The combined emissions of CFC-13, CFC-112a, CFC-113a, CFC-114a and CFC-115 increased from 1.6 ± 0.2 to 4.2 ± 0.4 ODP-Gg yr-1 (CFC-11-equivalent ozone-depleting potential) between 2010 and 2020. The anticipated impact of these emissions on stratospheric ozone recovery is small. However, ongoing emissions of the five CFCs of focus may negate some of the benefits gained under the Montreal Protocol if they continue to rise. In addition, the climate impact of the emissions of these CFCs needs to be considered, as their 2020 emissions are equivalent to 47 ± 5 TgCO2.

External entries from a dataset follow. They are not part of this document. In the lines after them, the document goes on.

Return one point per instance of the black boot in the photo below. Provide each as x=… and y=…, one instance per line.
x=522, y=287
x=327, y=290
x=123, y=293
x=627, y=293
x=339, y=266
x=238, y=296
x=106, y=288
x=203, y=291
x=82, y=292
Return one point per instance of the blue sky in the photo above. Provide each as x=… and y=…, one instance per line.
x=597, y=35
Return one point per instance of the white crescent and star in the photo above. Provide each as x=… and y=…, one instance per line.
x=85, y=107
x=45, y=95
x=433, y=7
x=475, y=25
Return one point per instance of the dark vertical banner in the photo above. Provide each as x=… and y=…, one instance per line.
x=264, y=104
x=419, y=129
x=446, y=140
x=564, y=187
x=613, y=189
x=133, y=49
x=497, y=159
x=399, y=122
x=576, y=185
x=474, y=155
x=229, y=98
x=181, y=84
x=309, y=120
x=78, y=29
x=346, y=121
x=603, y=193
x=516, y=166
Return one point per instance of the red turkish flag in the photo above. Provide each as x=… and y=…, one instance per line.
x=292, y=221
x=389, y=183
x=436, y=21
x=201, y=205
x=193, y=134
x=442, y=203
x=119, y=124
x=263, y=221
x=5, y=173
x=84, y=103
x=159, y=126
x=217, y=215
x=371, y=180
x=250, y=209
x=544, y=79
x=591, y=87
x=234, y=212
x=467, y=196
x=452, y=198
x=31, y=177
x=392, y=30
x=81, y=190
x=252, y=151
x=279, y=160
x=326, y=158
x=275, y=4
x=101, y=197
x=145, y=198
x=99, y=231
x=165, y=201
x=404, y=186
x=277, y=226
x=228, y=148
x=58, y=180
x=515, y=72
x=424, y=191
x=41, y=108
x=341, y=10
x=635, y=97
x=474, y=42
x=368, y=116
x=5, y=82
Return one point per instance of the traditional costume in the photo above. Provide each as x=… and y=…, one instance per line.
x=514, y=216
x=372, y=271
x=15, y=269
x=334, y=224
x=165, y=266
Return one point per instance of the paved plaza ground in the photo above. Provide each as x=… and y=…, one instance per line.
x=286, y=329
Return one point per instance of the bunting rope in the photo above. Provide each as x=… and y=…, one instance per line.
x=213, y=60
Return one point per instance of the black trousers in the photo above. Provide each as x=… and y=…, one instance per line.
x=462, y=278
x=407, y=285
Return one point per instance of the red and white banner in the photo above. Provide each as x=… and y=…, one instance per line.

https://www.nature.com/articles/s41561-023-01147-w

Gg, Tg? Is that Giga-gram and Tera-gram? Why not kg, the SI standard unit for mass?
"Teragram" appeared in the original IPCC reports circa 1990, so this has been a thing for at least a gigasecond.
Adding an SI prefix to an SI unit is standard practice rather than adding a bunch of trailing zeros.
> Is that Giga-gram and Tera-gram?

Should be "gigagram" and "teragram," with no capitalization and no hyphen. See section 5.3 ("Unit Names") of the official SI Brochure.[0]

[0] https://www.bipm.org/documents/20126/41483022/SI-Brochure-9-...

Thanks, that makes sense now.
The article suggests that it is currently below the recovery rate (but only just).